Gpu Programming Languages


Download Gpu Programming Languages PDF/ePub or read online books in Mobi eBooks. Click Download or Read Online button to get Gpu Programming Languages book now. This website allows unlimited access to, at the time of writing, more than 1.5 million titles, including hundreds of thousands of titles in various foreign languages.

Download

Programming Languages


Programming Languages

Author: Fernando Magno Quintao Pereira

language: en

Publisher: Springer

Release Date: 2014-08-28


DOWNLOAD





This book constitutes the proceedings of the 18th Brazilian Symposium on Programming Languages, SBLP 2014, held in Maceio, Brazil, in October 2014. The 11 full papers were carefully reviewed and selected from 31 submissions. The papers cover topics such as program generation and transformation; programming paradigms and styles; formal semantics and theoretical foundations; program analysis and verification; programming language design and implementation.

GPU Parallel Program Development Using CUDA


GPU Parallel Program Development Using CUDA

Author: Tolga Soyata

language: en

Publisher: CRC Press

Release Date: 2018-01-19


DOWNLOAD





GPU Parallel Program Development using CUDA teaches GPU programming by showing the differences among different families of GPUs. This approach prepares the reader for the next generation and future generations of GPUs. The book emphasizes concepts that will remain relevant for a long time, rather than concepts that are platform-specific. At the same time, the book also provides platform-dependent explanations that are as valuable as generalized GPU concepts. The book consists of three separate parts; it starts by explaining parallelism using CPU multi-threading in Part I. A few simple programs are used to demonstrate the concept of dividing a large task into multiple parallel sub-tasks and mapping them to CPU threads. Multiple ways of parallelizing the same task are analyzed and their pros/cons are studied in terms of both core and memory operation. Part II of the book introduces GPU massive parallelism.

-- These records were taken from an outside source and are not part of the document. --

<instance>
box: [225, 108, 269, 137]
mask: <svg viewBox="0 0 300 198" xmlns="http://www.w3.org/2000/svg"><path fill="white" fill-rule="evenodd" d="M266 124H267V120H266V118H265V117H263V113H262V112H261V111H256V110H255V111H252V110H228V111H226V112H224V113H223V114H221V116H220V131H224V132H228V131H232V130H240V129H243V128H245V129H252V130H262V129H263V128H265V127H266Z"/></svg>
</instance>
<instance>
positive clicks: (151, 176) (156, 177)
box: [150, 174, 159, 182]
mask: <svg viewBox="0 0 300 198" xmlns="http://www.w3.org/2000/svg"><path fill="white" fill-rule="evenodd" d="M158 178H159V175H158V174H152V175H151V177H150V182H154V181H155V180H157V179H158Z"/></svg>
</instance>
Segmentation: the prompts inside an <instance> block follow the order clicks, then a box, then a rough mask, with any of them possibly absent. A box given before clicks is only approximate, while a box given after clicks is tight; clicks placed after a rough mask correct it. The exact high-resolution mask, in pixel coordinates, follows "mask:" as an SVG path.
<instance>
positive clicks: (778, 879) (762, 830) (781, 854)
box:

The same programs are parallelized on multiple Nvidia GPU platforms and the same performance analysis is repeated. Because the core and memory structures of CPUs and GPUs are different, the results differ in interesting ways. The end goal is to make programmers aware of all the good ideas, as well as the bad ideas, so readers can apply the good ideas and avoid the bad ideas in their own programs. Part III of the book provides pointer for readers who want to expand their horizons. It provides a brief introduction to popular CUDA libraries (such as cuBLAS, cuFFT, NPP, and Thrust),the OpenCL programming language, an overview of GPU programming using other programming languages and API libraries (such as Python, OpenCV, OpenGL, and Apple’s Swift and Metal,) and the deep learning library cuDNN.

Graphics Processing Unit-Based High Performance Computing in Radiation Therapy


Graphics Processing Unit-Based High Performance Computing in Radiation Therapy

Author: Xun Jia

language: en

Publisher: CRC Press

Release Date: 2018-09-21


DOWNLOAD





Use the GPU Successfully in Your Radiotherapy Practice With its high processing power, cost-effectiveness, and easy deployment, access, and maintenance, the graphics processing unit (GPU) has increasingly been used to tackle problems in the medical physics field, ranging from computed tomography reconstruction to Monte Carlo radiation transport simulation. Graphics Processing Unit-Based High Performance Computing in Radiation Therapy collects state-of-the-art research on GPU computing and its applications to medical physics problems in radiation therapy. Tackle Problems in Medical Imaging and Radiotherapy The book first offers an introduction to the GPU technology and its current applications in radiotherapy. Most of the remaining chapters discuss a specific application of a GPU in a key radiotherapy problem. These chapters summarize advances and present technical details and insightful discussions on the use of GPU in addressing the problems. The book also examines two real systems developed with GPU as a core component to accomplish important clinical tasks in modern radiotherapy. Translate Research Developments to Clinical Practice Written by a team of international experts in radiation oncology, biomedical imaging, computing, and physics, this book gets clinical and research physicists, graduate students, and other scientists up to date on the latest in GPU computing for radiotherapy. It encourages you to bring this novel technology to routine clinical radiotherapy practice.